The final analysis of Omar’s care is based on quantitative study by Beavan et al (2010) on whether looped nasogastric tube (NGT) feeding improves nutritional delivery to acute stoke patients with dysphagia. The evidence was obtained from UWE blackboard website. I chose this evidence because the intervention, tube feeding, helps to resolve Omar’s swallowing difficulties and improve nutritional needs. The research helps in answering questions on whether there are other alternatives and any effects associated with the intervention.
The research was necessitated by the poor nutrition on patients on admission to hospital and the dislodgement associated with adhesive nasal stickers. Findings from the research reported more benefits in using the loop system than the other method. Some of the benefits include fewer checks for NGT position, less supplementary feeds required, more volume of fluids and feeds and less dislodgement of NGTs. This is vital information to Omar as it highlights why the intervention is used. However, the costs were seen to be high for the two week period.
It is important to explain to Omar that studies of this nature are useful and commonly used in clinical interventions. It is a view shared by many authors like Polit and Beck (2012) and Aveyard and Sharp (2013). They rank randomised controlled trials as second best on the hierarch of evidence after systematic reviews and meta-analysis.
There are some ethical issues regarding the funding for the research. Procare Ltd supplied the loops. The researchers stressed that it was not involved in any logistics or interpretation of the results, but one may wonder why the loops were sold at a bulk price. Could this have resulted in a discount? If the answer is yes then it is likely that the costs could be higher than the reported one.

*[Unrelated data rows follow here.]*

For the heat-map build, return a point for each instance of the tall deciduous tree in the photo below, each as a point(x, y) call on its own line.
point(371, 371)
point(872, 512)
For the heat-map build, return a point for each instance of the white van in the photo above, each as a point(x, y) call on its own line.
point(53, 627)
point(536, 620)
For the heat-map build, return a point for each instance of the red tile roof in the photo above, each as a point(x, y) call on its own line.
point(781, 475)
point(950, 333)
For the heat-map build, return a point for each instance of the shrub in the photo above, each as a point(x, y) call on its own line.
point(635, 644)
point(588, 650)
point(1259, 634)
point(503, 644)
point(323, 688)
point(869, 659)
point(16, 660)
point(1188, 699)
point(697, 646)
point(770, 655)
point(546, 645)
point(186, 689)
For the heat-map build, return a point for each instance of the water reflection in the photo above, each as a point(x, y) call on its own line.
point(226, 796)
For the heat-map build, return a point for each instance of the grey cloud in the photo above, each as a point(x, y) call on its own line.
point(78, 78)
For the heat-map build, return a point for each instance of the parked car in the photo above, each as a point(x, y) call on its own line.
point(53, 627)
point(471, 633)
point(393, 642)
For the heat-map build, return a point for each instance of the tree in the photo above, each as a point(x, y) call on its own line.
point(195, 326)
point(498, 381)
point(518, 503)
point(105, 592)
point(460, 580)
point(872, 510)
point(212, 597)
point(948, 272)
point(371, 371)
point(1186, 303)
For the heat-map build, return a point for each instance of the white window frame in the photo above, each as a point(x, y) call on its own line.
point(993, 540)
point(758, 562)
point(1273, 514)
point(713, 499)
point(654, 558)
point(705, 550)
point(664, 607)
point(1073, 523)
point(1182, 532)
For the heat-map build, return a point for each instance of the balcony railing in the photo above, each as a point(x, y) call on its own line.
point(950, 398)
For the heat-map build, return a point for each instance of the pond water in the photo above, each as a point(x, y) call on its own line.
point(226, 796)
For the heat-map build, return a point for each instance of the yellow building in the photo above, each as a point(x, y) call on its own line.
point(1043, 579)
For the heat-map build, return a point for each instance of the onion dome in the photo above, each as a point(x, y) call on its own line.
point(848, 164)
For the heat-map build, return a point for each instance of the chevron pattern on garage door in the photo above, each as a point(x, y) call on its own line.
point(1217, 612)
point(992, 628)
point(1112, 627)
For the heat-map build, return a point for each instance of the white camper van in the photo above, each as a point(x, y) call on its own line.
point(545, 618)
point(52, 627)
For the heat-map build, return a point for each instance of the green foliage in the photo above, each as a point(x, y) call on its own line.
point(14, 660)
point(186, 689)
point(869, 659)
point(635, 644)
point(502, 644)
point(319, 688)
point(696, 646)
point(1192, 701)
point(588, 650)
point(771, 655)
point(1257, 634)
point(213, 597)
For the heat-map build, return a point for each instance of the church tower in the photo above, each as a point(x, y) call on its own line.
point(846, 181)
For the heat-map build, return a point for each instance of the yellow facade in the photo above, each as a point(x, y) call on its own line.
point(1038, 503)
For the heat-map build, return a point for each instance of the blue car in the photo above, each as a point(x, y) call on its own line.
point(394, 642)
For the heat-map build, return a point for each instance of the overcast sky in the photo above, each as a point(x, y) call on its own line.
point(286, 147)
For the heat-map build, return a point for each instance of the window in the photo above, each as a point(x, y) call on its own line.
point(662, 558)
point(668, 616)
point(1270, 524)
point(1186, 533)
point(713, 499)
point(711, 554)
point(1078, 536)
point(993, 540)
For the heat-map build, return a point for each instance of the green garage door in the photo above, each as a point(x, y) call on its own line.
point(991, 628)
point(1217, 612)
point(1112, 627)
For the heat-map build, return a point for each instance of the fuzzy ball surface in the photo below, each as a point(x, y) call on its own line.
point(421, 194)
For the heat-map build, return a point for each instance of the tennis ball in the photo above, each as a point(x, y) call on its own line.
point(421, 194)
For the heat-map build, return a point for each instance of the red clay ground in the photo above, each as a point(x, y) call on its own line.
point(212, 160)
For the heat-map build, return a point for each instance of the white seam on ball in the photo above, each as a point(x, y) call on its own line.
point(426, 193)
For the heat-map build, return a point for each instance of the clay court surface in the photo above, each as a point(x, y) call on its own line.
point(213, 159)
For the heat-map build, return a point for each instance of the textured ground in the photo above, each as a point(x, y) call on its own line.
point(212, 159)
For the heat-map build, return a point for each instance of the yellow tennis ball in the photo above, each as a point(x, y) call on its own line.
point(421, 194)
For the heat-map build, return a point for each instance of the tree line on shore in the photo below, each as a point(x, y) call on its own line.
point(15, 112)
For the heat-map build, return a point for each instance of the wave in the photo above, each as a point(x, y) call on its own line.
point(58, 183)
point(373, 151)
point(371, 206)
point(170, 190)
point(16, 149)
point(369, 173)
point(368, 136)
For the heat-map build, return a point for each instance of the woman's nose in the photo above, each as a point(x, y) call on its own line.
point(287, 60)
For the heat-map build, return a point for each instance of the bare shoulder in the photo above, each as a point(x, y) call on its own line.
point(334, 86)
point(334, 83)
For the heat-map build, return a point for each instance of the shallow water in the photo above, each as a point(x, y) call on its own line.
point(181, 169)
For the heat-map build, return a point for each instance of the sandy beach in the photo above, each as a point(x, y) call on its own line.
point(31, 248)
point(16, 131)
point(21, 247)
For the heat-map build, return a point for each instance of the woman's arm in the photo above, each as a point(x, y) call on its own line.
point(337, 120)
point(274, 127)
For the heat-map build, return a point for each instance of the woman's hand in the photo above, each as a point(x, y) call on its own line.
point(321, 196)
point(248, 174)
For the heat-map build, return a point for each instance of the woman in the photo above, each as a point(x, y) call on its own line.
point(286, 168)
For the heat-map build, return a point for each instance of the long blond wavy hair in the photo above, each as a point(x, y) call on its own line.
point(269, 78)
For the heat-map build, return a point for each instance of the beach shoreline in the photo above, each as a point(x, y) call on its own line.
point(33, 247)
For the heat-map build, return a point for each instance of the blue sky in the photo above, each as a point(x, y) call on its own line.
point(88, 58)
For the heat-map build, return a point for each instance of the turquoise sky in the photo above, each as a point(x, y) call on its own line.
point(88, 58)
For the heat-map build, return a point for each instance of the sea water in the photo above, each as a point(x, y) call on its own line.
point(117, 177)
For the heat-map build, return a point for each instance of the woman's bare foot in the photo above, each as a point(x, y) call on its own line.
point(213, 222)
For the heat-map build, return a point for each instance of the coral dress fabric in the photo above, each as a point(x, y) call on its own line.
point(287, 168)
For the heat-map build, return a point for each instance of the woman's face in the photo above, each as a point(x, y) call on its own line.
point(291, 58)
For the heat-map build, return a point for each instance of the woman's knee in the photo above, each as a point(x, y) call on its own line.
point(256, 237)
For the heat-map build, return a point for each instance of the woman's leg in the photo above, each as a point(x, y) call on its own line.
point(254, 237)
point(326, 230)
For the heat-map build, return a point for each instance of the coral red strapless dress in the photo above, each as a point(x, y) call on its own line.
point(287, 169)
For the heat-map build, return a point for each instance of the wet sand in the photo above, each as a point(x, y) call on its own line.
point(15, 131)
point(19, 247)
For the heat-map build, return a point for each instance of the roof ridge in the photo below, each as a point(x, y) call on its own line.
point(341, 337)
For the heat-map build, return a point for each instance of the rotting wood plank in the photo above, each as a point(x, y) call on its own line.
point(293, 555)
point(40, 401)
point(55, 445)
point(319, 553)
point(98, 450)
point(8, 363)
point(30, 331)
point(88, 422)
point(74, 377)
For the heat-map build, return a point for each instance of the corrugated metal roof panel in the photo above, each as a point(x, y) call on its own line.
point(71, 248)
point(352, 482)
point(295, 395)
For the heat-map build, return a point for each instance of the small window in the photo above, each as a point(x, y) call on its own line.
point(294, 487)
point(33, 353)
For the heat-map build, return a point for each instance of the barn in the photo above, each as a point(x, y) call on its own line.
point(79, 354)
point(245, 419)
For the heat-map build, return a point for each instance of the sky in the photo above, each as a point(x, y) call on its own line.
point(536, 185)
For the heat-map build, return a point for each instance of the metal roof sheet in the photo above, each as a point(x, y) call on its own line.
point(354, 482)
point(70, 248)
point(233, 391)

In addition, the aspect of tolerability was mainly based on the views of nurses and family members. Although it is understandable that most of the patients were having communication problems, the number of patients unable to communicate is alarming to the extent that caution is required when using this evidence.
The study was done some years ago and the results published in 2010. A number of changes may have happened since then. Omar will be susceptible on why using such an old piece of evidence. Recent research results may be easier to convince Omar and his family than old results.
To sum up, stroke is a major disease affecting many people and causing disabilities among survivors. Any nursing intervention will require evidence to back up. Four sources of evidence have been analysed in relation to Omar, a stroke patient. The strengths and weaknesses associated with each of this evidence will enable any intervention in Omar’s care to be made in rationale way and to his best interest.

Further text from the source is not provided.